On Wednesday, January 24, 2018 at 11:47:58 AM UTC+1, koto...@gmail.com wrote:
> If a USB keyboard is allowed with /etc/qubes-rpc/policy/qubes.InputKeyboard,
> does it increase the risk for badusb kind of attacks?
It's been explicitly said by the Qubes developers that it's best to use PS2
keyboard/mouse, or internal laptop keyboards, if possible. Since USB
keyboard/mouse poses risk. This "risk" is highly subject to your risk profile
and environment, as well as your needs. Really, some people may need to worry
much more about badUSB, than other people need to. At least in the current day
and age, it might be much more worrysome for more people in the future.

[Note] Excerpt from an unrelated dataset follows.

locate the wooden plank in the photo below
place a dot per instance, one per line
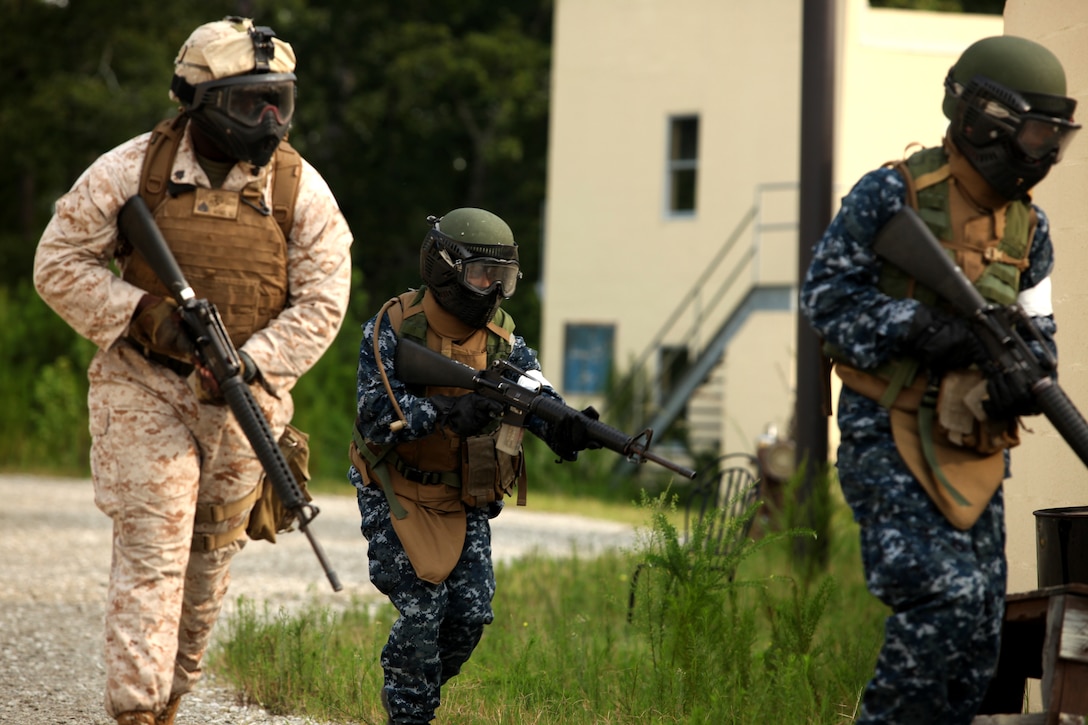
(1074, 646)
(1051, 665)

It's my understanding, that all USB devices have firmware memory, even if the
device has no computer within it (such as usb headphones or speakers, and yes,
keyboards too). Few vendors "lock" the firmware, hench without a lock on the
firmware, it can be modified. If the firmware is "locked", then it's likely
that the device is immune to badUSB, however, few vendors do this, and it's
certainly not a marketing information available when buying either, nor is it
industry recommended (although it probably should be).
By that definition, whereever there is USB, there is an unlocked firmware.
Whereever there is an unlocked firmnware, there is a risk of USB-exploit.
Whereever there is a risk of USB-exploit, there is a risk of badUSB.
- Limit the amount of USB devices that come near your Desktop/Laptop, since
even a single bad exposure means you have to throw the machine away to get rid
of the badUSB.
- Limit USB to trusted USB devices, don't put in other people's USB devices.
BadUSB is like a virus, it can spread from one firmware to the next, and since
there is a firmware on both ends, then it can easily spread.
- Only use new USB devices, never use used ones.
- Don't leave your computer or laptop exposed to questionable people, or people
you don't know well. For example at work, or in the class-room. Even if you put
it to sleep with a password protection when you leave the area, even if you
trust it won't be stolen, you should here still worry if someone inserts a
badUSB to your machine. If power is on, irregardless if it can boot up or not,
then you've been infected the moment firmware talks to each others, and that
happens already at BIOS/UEFI level, or even if there is password protection.
- If you got a desktop, then you can put in a USB-PCI card, and whenever you
feel your USB might be exposed, you can always throw away the PCI card and buy
a new one. Hopefully the badUSB did not spread to other firmwares, but whether
that is likely to happen is outside my knowledge area.
Really, if you're careful, then you don't have to worry as much with badUSB in
comparison to when being reckless and inserting whatever USB. Think of it like
a human infection, you don't go around touching questionable surfaces and then
stick your finger in your mouth, right? The same goes to BadUSB, take your
precautions, and if done right, then you minimize the risk dramatically. No
matter what you do though, there will always be a risk, but the size of the
risk is however still very much in your control, you can minimize it.